Traditionally, the event brings together women of all races, ages, religions, socioeconomic status, sexual orientations and backgrounds to listen to speakers and panels and enjoy a day of sisterhood in honor of International Women’s Day, which is observed globally March 8. It’s a day to highlight and reflect on the work of those who have been engaged in improving conditions for women locally, nationally, and internationally.

That panel discussion, Songolo says, will be very interesting because one of the panelists will be a teenager – Maka Chikowero, who as a fifth-grade student at Shorewood Hills Elementary School earned recognition from the United Nations for being an exemplary leader in her school and community.

“She led this action in her classroom which led to a whole group writing to the Legos company about the gender imbalance – lack of girls in the Lego set.
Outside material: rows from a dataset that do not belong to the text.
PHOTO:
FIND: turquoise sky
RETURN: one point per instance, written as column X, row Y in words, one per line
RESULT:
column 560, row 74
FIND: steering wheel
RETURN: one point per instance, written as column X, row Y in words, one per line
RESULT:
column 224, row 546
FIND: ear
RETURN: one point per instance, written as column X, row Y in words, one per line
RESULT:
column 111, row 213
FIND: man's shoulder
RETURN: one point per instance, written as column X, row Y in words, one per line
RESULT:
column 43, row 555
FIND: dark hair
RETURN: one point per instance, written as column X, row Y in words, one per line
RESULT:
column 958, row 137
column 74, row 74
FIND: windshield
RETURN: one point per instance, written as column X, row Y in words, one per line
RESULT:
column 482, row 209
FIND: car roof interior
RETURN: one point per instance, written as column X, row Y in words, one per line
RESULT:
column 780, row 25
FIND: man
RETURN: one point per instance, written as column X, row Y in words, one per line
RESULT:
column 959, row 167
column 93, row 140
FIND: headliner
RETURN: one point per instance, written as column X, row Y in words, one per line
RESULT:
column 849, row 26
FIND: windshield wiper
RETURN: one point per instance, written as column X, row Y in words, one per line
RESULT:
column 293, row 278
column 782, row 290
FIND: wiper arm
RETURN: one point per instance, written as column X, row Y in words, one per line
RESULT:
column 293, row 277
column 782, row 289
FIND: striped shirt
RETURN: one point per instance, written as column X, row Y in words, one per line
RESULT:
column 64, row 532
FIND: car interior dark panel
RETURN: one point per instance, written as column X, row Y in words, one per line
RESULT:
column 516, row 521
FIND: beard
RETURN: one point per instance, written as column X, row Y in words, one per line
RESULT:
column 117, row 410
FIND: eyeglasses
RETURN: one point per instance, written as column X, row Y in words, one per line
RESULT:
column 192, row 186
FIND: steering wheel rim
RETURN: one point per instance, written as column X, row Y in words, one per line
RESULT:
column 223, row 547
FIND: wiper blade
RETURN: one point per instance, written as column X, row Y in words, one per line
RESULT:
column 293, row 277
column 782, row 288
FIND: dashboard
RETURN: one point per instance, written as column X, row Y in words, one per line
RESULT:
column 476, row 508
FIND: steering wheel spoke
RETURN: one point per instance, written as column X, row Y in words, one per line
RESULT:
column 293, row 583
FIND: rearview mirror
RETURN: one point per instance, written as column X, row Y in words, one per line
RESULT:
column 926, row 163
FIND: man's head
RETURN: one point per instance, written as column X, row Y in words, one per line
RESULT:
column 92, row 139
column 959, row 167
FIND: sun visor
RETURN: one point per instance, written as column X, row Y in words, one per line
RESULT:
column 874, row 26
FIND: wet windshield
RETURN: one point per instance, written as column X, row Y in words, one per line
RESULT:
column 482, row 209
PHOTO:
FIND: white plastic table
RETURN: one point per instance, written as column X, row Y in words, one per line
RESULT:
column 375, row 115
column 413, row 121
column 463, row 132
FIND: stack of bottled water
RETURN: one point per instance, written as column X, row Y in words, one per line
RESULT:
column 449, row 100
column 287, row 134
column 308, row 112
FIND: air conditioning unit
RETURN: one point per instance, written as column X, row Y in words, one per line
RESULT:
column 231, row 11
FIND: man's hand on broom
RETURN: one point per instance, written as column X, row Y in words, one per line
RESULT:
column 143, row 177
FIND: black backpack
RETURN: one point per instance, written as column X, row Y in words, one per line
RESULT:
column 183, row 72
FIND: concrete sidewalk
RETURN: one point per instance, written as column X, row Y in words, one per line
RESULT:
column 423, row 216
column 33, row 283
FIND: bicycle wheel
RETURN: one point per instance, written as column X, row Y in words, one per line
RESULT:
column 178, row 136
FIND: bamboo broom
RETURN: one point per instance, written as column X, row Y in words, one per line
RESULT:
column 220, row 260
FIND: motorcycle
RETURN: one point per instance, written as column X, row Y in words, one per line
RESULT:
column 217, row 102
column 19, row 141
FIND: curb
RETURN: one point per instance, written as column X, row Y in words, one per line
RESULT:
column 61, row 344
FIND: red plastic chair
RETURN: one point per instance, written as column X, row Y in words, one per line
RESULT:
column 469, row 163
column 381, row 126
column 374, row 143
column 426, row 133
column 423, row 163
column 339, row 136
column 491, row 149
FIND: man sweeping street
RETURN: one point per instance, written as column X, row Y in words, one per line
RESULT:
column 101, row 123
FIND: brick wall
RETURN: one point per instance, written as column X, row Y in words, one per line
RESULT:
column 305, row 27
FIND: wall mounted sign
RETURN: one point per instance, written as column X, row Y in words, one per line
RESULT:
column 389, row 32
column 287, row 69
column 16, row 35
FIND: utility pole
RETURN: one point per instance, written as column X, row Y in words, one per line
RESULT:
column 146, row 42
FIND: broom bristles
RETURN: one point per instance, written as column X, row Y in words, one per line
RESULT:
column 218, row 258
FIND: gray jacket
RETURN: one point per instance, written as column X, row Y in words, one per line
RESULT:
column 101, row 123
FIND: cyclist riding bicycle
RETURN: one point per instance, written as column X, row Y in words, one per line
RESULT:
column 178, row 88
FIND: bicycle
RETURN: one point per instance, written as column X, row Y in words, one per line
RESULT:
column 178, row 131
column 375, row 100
So, now if [your daughter] Luna has a lego set, there’s probably a girl in it,” Songolo laughs. “And that came from a girl in Madison!”

Mai Zong Vue

The keynote speaker for the event will be Mai Zong Vue, a Hmong community leader. Attendees are encouraged (though not required) to wear purple to the event and to also use the hashtag #BalanceforBetter for the “Better The Balance, Better The World” theme.
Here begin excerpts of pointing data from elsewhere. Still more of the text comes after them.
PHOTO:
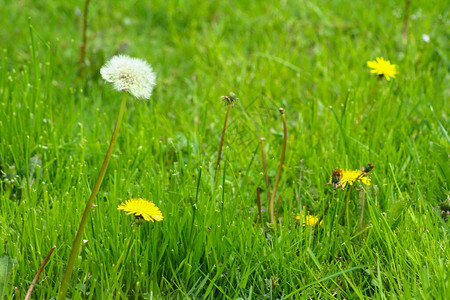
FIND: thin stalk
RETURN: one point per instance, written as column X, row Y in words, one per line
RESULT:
column 266, row 177
column 372, row 92
column 222, row 139
column 84, row 38
column 277, row 179
column 345, row 208
column 98, row 183
column 300, row 177
column 30, row 290
column 361, row 218
column 278, row 206
column 405, row 21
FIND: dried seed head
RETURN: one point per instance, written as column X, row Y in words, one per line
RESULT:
column 230, row 99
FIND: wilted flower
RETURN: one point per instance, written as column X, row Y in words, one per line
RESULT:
column 230, row 99
column 383, row 68
column 308, row 220
column 336, row 178
column 142, row 208
column 131, row 75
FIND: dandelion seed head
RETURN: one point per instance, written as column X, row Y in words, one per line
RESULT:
column 128, row 74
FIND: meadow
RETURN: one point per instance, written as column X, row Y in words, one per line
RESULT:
column 308, row 57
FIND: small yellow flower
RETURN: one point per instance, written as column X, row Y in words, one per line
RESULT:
column 383, row 68
column 309, row 220
column 142, row 208
column 352, row 176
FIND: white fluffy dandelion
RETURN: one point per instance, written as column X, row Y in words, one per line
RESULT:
column 128, row 74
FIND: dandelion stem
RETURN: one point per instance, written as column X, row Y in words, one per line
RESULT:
column 361, row 218
column 406, row 20
column 258, row 200
column 84, row 38
column 98, row 183
column 221, row 140
column 30, row 290
column 266, row 177
column 345, row 208
column 277, row 179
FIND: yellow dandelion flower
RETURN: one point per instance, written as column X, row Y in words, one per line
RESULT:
column 142, row 208
column 383, row 68
column 352, row 176
column 309, row 220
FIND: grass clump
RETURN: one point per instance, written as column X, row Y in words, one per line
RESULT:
column 388, row 239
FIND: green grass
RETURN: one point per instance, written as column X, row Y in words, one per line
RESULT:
column 308, row 57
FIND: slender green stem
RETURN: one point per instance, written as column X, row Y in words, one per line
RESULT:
column 280, row 168
column 266, row 177
column 30, row 290
column 84, row 38
column 361, row 218
column 98, row 183
column 221, row 140
column 405, row 21
column 345, row 208
column 258, row 200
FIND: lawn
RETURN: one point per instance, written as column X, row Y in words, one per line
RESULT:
column 383, row 238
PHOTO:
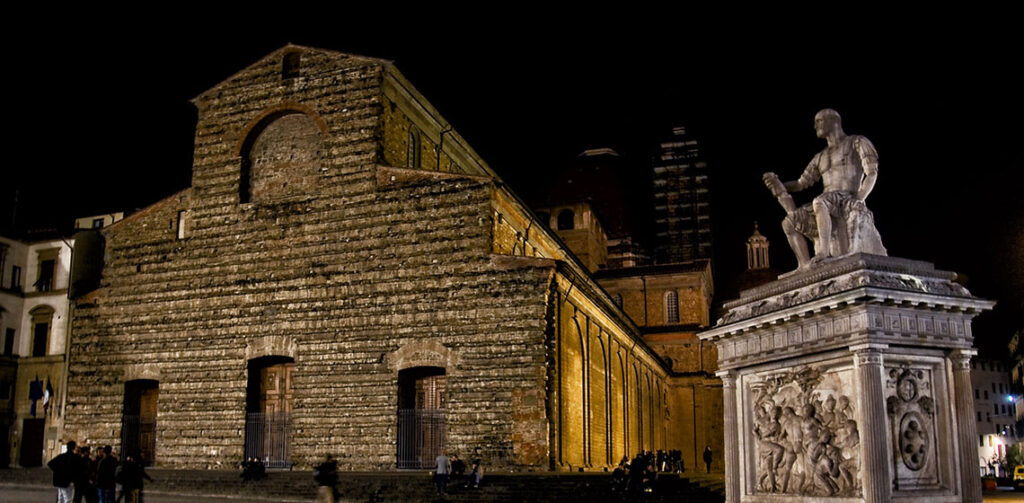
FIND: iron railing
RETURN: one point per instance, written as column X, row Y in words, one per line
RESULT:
column 138, row 436
column 421, row 437
column 268, row 437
“It’s open to everybody. Anybody can come,” Songolo says. “More and more we’re trying to reach out to girls because by the time we start talking about these issues, it may be too late for some of us. We’d really like to have more girls come to this event. So, parents can bring their daughters or girls that they know in the community and that they mentor.

“The goal of the conference is to really talk about the gender gap and the importance of closing it because we cannot have a better world if women and girls are left behind,” Songolo continues. “We are really going to help people understand from all levels – from household to city to state to national to international – that we need action. We need policy. We need an understanding that we cannot continue like this if women and girls are left behind.”

Women at last year’s AFRICaide’s International Women’s Day Celebration
(Photo by Hedi Rudd)

Songolo says that some people have already begun to understand this already. “For example, the business community is realizing that they are more successful as they are bringing more diversity and more women on board,” she says. “From 1909 when women workers in New York City first walked to demand better working conditions, women haven’t been silent about this. We saw with the last Congressional elections that women said, ‘Nope. We are going to get more engaged and run for elections and get more seats.’

“I think that this is a question that we need to be more bold about and by the end of the day we’re hoping that those that come to the event – at every level – will do what they can do to better the world when it comes to the gender gap,” she adds.